When we compare the performance and products of our proposed model with those of alternative existing models from either the diffusion or the choice literature, we see that in addition to a broader analysis (i.e., the notion of pre-adoption groups and the brand-level analysis), the model also provides superior fit and prediction accuracy.

In addition, the model also relates to the CRM literature with the insights it provides on different stages in the customer lifecycle. Unlike most product categories analyzed in the diffusion literature, the focus here is on the diffusion of a new service taking into account specific behavioral characteristics that are relevant also after the initial adoption of the service. These characteristics include active switching between service alternatives and the possibility to quit the service all together. Taking these behaviors into account allows us to draw insights that are broader than the limited pre-adoption perspective. Specifically, we no longer focus merely on customer acquisition but also expand the analysis framework to retention and development (Blattberg et al. 2001). Using information provided by the model on the likelihood of adoption together with that of switching to another service alternative or of quitting the service, managers can improve their ability to optimize marketing spending (direct and indirect) over different stages in the customer lifecycle.

Our two-stage-three-states model rests on the assumption that people, who went through the evaluation process but could not find any alternative that will improve their present situation, and therefore decided not to adopt (NC state), are fundamentally different from those who did not go down the evaluation path at all (NS state). We called this path (process) “consideration”. All people who ended up adopting one of the new service alternatives went through the consideration process, but not all people who considered ended up adopting the service. The consideration process requires investment of time and effort for collecting and processing information about the merits of the various alternatives offered. Before doing so, people in the NS state have some expectation about the possible gain from this process. Naturally, at this stage people have a rather vague idea about the possible gains, so the variance around their expectation is rather large. Some people find this expectation too small and/or the variance too large to be worth the investment, so they opt not to enter the consideration process. Those who perceive the odds to be favorable take the chance and invest the necessary resources to evaluate the alternatives. Among them, some do not find any alternative that is worth their while. These people may resume the evaluation process very easily with every change in the market without having to invest all the resources that go into a full fledged evaluation. They are relatively easy prey for marketing effort.

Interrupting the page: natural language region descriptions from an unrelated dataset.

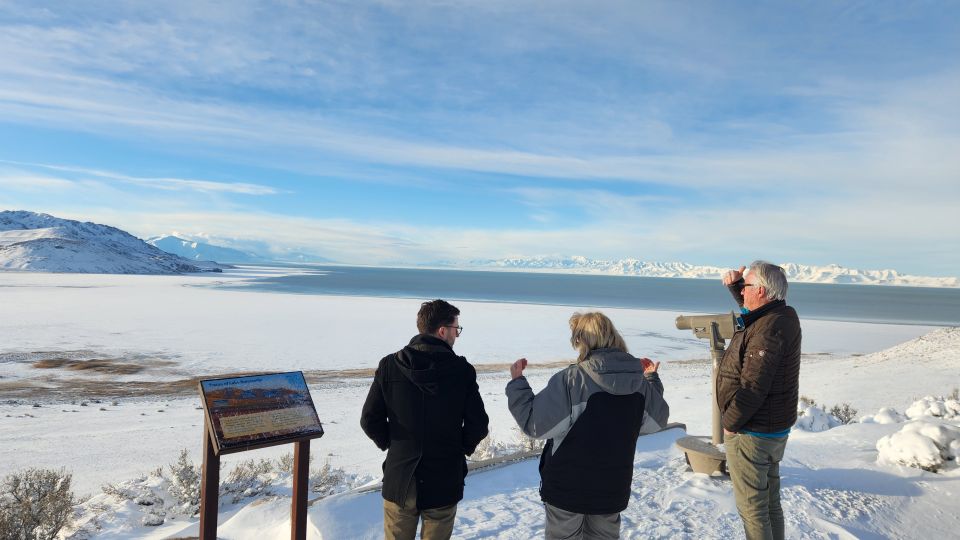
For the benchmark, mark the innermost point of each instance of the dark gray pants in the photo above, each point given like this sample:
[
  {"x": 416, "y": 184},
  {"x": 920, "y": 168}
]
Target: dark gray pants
[
  {"x": 754, "y": 467},
  {"x": 563, "y": 525}
]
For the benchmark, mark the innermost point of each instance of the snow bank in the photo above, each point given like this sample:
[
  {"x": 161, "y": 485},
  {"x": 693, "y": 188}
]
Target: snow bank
[
  {"x": 925, "y": 444},
  {"x": 886, "y": 415},
  {"x": 812, "y": 418},
  {"x": 938, "y": 407}
]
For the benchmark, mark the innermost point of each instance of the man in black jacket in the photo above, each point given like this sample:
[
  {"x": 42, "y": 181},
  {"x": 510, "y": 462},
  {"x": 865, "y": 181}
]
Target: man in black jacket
[{"x": 424, "y": 409}]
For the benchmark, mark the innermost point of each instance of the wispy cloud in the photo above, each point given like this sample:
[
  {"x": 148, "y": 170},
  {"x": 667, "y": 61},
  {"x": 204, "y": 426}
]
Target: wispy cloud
[
  {"x": 615, "y": 127},
  {"x": 170, "y": 184}
]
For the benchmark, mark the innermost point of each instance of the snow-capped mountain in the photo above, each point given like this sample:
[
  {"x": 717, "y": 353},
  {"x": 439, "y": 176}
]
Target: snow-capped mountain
[
  {"x": 196, "y": 250},
  {"x": 199, "y": 251},
  {"x": 832, "y": 273},
  {"x": 43, "y": 243}
]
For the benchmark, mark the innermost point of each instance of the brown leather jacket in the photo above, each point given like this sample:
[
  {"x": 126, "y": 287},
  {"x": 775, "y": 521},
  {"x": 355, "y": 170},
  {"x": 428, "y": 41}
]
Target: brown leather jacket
[{"x": 759, "y": 376}]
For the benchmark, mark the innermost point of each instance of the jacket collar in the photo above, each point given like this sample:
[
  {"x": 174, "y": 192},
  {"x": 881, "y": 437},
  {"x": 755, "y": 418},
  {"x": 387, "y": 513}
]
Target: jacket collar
[
  {"x": 753, "y": 316},
  {"x": 426, "y": 342}
]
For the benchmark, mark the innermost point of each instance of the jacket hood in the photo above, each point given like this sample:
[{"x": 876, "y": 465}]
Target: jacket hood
[
  {"x": 617, "y": 372},
  {"x": 426, "y": 361}
]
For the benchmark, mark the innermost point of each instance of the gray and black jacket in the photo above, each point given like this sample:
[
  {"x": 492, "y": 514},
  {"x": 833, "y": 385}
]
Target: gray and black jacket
[{"x": 591, "y": 413}]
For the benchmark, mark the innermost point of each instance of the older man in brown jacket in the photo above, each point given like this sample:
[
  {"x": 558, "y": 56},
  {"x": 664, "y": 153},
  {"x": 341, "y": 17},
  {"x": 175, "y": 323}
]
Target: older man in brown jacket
[{"x": 757, "y": 392}]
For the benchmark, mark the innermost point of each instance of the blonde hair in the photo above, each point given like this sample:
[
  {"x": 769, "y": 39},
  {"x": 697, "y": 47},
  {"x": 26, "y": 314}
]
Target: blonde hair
[{"x": 594, "y": 330}]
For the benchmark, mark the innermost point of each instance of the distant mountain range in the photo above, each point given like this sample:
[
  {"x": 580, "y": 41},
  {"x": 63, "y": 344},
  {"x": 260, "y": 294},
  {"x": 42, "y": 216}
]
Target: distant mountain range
[
  {"x": 199, "y": 251},
  {"x": 42, "y": 243},
  {"x": 832, "y": 273}
]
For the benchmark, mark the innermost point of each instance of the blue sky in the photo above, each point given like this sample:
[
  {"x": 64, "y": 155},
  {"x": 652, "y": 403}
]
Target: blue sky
[{"x": 409, "y": 132}]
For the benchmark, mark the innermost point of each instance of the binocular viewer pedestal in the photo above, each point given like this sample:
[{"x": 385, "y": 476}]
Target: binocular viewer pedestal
[{"x": 703, "y": 456}]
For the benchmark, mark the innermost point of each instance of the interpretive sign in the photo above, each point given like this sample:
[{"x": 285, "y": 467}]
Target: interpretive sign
[{"x": 250, "y": 412}]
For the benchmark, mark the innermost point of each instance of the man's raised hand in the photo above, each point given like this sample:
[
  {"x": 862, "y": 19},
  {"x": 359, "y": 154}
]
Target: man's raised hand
[
  {"x": 516, "y": 369},
  {"x": 731, "y": 276}
]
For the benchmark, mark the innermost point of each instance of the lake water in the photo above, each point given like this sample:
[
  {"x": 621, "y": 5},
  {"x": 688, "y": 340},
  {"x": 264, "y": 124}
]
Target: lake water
[{"x": 862, "y": 303}]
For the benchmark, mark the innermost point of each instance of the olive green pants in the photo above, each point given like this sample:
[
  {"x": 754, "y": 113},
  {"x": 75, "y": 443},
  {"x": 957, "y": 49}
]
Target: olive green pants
[
  {"x": 400, "y": 522},
  {"x": 754, "y": 467}
]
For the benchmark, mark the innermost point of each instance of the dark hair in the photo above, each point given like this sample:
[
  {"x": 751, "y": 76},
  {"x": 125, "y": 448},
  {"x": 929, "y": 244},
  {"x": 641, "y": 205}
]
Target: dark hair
[{"x": 435, "y": 314}]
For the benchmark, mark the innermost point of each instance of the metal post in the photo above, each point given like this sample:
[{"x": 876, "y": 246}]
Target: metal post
[
  {"x": 301, "y": 481},
  {"x": 717, "y": 428},
  {"x": 209, "y": 488},
  {"x": 716, "y": 354}
]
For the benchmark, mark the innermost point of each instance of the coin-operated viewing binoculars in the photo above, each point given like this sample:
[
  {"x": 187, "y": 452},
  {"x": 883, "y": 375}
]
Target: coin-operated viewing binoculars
[{"x": 703, "y": 456}]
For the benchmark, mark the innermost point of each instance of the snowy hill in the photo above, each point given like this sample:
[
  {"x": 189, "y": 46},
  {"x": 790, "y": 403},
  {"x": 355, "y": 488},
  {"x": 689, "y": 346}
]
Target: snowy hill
[
  {"x": 832, "y": 273},
  {"x": 42, "y": 243},
  {"x": 199, "y": 251}
]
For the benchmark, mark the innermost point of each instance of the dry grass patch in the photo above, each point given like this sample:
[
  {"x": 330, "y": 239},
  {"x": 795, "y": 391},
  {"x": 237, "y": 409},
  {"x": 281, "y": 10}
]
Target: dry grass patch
[{"x": 106, "y": 366}]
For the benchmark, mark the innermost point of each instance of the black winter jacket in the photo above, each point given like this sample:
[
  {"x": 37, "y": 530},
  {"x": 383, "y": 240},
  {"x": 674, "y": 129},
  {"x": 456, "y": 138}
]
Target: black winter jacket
[{"x": 424, "y": 409}]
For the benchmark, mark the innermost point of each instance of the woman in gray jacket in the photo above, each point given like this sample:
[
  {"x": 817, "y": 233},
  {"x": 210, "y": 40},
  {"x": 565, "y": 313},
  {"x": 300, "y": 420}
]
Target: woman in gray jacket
[{"x": 591, "y": 414}]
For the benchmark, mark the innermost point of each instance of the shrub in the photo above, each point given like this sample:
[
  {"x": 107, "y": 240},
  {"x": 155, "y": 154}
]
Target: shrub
[
  {"x": 807, "y": 402},
  {"x": 845, "y": 413},
  {"x": 249, "y": 478},
  {"x": 330, "y": 480},
  {"x": 35, "y": 504},
  {"x": 185, "y": 483}
]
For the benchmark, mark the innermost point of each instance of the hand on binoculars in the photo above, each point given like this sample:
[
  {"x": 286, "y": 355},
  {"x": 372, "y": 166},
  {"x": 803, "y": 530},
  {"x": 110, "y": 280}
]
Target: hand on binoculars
[
  {"x": 732, "y": 276},
  {"x": 649, "y": 366},
  {"x": 516, "y": 369}
]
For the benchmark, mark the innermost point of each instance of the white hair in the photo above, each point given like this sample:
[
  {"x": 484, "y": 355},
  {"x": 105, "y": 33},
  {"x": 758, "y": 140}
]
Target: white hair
[{"x": 772, "y": 278}]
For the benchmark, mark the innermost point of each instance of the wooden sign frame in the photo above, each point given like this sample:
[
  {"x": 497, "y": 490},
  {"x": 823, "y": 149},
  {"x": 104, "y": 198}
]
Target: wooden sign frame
[{"x": 256, "y": 411}]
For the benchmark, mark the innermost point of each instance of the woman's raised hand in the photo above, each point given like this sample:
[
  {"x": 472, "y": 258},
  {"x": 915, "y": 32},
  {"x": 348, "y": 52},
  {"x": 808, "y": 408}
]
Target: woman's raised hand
[{"x": 516, "y": 370}]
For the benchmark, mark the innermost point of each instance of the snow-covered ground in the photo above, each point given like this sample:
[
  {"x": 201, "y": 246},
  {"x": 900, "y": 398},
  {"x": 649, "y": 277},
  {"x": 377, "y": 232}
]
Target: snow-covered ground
[{"x": 129, "y": 341}]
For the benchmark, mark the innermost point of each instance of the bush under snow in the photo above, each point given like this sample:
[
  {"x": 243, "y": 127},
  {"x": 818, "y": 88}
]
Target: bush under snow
[
  {"x": 812, "y": 418},
  {"x": 925, "y": 444},
  {"x": 939, "y": 407},
  {"x": 886, "y": 415}
]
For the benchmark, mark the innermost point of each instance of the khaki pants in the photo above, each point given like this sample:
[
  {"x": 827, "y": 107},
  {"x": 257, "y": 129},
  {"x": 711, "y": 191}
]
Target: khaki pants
[
  {"x": 754, "y": 467},
  {"x": 400, "y": 522},
  {"x": 563, "y": 525}
]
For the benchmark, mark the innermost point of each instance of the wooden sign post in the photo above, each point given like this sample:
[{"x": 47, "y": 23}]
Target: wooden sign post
[{"x": 246, "y": 413}]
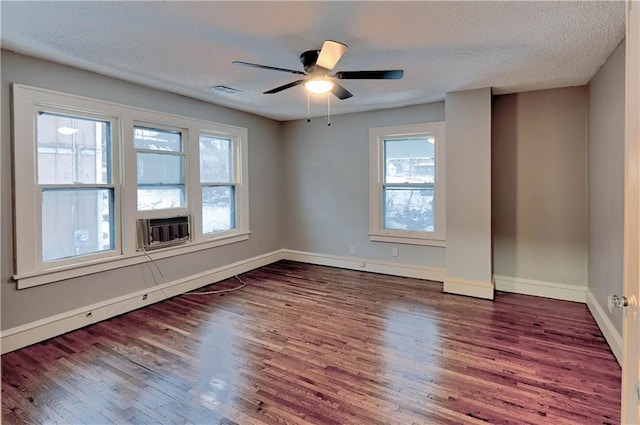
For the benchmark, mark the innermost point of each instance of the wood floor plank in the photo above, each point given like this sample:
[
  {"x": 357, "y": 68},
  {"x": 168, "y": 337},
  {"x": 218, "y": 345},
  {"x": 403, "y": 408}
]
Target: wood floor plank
[{"x": 311, "y": 345}]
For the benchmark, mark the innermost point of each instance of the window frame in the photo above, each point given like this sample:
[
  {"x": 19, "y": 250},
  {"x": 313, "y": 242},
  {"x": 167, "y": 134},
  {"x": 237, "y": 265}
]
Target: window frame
[
  {"x": 29, "y": 268},
  {"x": 377, "y": 231},
  {"x": 236, "y": 178},
  {"x": 183, "y": 154},
  {"x": 114, "y": 185}
]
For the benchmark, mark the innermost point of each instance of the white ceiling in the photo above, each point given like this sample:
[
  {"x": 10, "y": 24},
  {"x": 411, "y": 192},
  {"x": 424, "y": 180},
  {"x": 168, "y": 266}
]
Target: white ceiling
[{"x": 188, "y": 47}]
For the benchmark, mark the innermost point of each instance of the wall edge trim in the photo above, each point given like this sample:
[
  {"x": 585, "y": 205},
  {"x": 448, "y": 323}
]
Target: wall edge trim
[
  {"x": 30, "y": 333},
  {"x": 614, "y": 339},
  {"x": 366, "y": 265},
  {"x": 558, "y": 291}
]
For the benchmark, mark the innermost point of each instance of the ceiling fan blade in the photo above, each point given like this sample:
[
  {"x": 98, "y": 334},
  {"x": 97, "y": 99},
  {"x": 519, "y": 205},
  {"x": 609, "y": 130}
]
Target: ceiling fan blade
[
  {"x": 255, "y": 65},
  {"x": 340, "y": 92},
  {"x": 286, "y": 86},
  {"x": 330, "y": 54},
  {"x": 391, "y": 74}
]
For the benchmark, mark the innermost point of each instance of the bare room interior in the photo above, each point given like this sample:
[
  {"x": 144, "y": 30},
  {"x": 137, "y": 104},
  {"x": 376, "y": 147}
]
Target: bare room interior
[{"x": 320, "y": 212}]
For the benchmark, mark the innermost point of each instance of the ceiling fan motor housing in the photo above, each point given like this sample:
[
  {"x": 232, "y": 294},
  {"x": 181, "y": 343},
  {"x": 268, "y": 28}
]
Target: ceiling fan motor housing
[{"x": 309, "y": 59}]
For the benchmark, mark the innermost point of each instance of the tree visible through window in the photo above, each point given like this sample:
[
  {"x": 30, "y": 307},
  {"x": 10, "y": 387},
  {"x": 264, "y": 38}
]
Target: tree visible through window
[
  {"x": 74, "y": 174},
  {"x": 407, "y": 184},
  {"x": 409, "y": 176},
  {"x": 161, "y": 176},
  {"x": 217, "y": 177}
]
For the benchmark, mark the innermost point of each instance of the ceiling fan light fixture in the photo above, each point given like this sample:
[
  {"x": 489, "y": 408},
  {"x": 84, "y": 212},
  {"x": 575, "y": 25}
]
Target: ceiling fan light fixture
[{"x": 319, "y": 85}]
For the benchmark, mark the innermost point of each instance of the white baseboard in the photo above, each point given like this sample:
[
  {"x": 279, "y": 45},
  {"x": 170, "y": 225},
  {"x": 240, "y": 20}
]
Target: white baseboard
[
  {"x": 614, "y": 339},
  {"x": 470, "y": 288},
  {"x": 558, "y": 291},
  {"x": 373, "y": 266},
  {"x": 40, "y": 330}
]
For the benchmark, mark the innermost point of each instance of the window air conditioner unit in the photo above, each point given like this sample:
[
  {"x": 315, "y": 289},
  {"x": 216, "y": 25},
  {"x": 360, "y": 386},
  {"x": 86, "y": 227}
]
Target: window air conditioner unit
[{"x": 162, "y": 232}]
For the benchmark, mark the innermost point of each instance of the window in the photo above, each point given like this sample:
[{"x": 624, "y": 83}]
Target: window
[
  {"x": 218, "y": 180},
  {"x": 160, "y": 168},
  {"x": 407, "y": 184},
  {"x": 87, "y": 170},
  {"x": 75, "y": 185}
]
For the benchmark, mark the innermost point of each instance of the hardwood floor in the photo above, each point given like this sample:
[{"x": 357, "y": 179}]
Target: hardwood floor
[{"x": 304, "y": 344}]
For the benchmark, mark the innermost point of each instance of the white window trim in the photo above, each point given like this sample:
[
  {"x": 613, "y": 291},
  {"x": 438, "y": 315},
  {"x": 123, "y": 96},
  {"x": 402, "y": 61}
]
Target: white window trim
[
  {"x": 30, "y": 270},
  {"x": 377, "y": 232}
]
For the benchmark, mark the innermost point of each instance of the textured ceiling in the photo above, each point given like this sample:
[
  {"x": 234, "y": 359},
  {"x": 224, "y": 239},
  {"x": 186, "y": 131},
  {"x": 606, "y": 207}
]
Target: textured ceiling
[{"x": 188, "y": 47}]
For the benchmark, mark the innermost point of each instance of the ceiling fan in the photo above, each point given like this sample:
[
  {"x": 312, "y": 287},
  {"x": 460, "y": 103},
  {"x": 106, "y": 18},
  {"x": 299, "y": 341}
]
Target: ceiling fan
[{"x": 317, "y": 66}]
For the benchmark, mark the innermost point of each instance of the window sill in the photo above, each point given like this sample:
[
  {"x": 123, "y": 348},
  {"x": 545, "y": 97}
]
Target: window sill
[
  {"x": 408, "y": 240},
  {"x": 56, "y": 274}
]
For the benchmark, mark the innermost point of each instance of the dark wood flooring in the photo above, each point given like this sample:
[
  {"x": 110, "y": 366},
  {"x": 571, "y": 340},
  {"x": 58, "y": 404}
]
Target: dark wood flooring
[{"x": 304, "y": 344}]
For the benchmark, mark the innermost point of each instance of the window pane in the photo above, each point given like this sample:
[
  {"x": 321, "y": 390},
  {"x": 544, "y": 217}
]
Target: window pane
[
  {"x": 162, "y": 140},
  {"x": 160, "y": 197},
  {"x": 156, "y": 168},
  {"x": 73, "y": 150},
  {"x": 215, "y": 160},
  {"x": 409, "y": 209},
  {"x": 409, "y": 160},
  {"x": 218, "y": 209},
  {"x": 76, "y": 222}
]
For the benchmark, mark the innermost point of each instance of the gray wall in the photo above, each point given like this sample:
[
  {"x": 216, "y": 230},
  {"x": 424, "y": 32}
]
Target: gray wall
[
  {"x": 606, "y": 181},
  {"x": 539, "y": 185},
  {"x": 265, "y": 165},
  {"x": 326, "y": 185}
]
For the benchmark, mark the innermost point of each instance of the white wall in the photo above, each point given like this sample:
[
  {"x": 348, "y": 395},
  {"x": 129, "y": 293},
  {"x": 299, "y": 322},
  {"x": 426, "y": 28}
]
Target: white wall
[
  {"x": 265, "y": 147},
  {"x": 606, "y": 182},
  {"x": 469, "y": 268},
  {"x": 539, "y": 189},
  {"x": 326, "y": 186}
]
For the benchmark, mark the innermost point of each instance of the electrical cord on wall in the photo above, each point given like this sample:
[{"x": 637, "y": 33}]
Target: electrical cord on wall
[{"x": 220, "y": 291}]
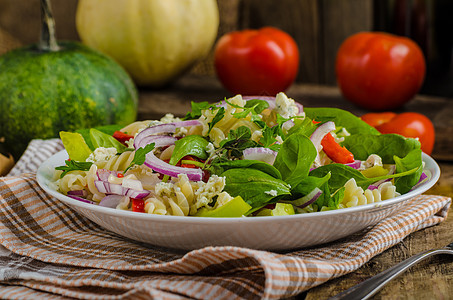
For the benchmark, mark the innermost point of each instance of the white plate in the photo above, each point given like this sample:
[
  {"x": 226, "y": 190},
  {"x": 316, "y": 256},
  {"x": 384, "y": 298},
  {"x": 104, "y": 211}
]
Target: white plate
[{"x": 268, "y": 233}]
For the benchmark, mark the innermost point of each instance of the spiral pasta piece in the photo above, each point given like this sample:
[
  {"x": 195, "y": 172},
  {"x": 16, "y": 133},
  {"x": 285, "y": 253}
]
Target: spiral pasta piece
[{"x": 355, "y": 195}]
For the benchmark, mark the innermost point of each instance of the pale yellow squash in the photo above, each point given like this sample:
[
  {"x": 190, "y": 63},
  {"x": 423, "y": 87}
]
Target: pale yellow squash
[{"x": 154, "y": 40}]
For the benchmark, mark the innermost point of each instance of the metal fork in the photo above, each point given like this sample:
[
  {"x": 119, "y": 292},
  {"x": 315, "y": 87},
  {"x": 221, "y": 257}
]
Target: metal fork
[{"x": 371, "y": 286}]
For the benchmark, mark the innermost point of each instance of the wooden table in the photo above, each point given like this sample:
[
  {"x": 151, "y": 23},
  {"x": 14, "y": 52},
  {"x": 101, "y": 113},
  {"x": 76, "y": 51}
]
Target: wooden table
[{"x": 432, "y": 279}]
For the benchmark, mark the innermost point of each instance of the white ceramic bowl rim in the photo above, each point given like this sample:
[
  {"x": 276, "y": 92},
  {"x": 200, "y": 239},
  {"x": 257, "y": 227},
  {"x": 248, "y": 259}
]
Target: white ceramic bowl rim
[{"x": 43, "y": 178}]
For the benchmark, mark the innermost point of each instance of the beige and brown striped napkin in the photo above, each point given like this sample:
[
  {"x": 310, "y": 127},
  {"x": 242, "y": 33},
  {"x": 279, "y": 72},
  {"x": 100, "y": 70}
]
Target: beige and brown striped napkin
[{"x": 48, "y": 251}]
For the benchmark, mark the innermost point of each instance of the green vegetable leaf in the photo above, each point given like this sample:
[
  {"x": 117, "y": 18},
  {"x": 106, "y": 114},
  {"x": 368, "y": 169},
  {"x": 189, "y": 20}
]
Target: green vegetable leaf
[
  {"x": 218, "y": 116},
  {"x": 75, "y": 145},
  {"x": 189, "y": 145},
  {"x": 412, "y": 160},
  {"x": 254, "y": 186},
  {"x": 238, "y": 140},
  {"x": 258, "y": 105},
  {"x": 218, "y": 168},
  {"x": 107, "y": 129},
  {"x": 197, "y": 108},
  {"x": 340, "y": 174},
  {"x": 304, "y": 126},
  {"x": 341, "y": 118},
  {"x": 72, "y": 165},
  {"x": 296, "y": 155},
  {"x": 253, "y": 107},
  {"x": 101, "y": 139},
  {"x": 384, "y": 145},
  {"x": 140, "y": 156}
]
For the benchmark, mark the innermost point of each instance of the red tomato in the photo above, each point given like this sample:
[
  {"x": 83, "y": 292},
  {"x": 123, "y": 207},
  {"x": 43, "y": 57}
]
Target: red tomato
[
  {"x": 257, "y": 62},
  {"x": 408, "y": 124},
  {"x": 122, "y": 137},
  {"x": 379, "y": 71}
]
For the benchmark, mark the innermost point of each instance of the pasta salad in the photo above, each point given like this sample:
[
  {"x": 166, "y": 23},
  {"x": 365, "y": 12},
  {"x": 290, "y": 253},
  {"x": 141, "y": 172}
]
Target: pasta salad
[{"x": 243, "y": 156}]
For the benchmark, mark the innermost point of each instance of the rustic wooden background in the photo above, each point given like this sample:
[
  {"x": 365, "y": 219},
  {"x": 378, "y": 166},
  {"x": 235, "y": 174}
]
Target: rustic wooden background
[{"x": 318, "y": 26}]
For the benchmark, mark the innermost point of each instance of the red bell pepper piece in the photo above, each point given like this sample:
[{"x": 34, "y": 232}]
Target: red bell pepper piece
[
  {"x": 336, "y": 152},
  {"x": 122, "y": 137},
  {"x": 138, "y": 205}
]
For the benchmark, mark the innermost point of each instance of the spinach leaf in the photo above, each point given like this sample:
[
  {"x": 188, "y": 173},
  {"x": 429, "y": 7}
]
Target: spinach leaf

In the present paper we modified well known models to construct our individual level service diffusion and brand choice model. One could try to develop such a model from overall utility maximization principles. For example, investment in consideration (time and effort) could be viewed as means to reduce the variance of the gain expected from an alternative. Risk attitude maybe incorporated in the utility function. This way expected utility conditioned on consideration will differ from unconditional expected utility of people in the NS state. We leave the challenge of such formal development to future research.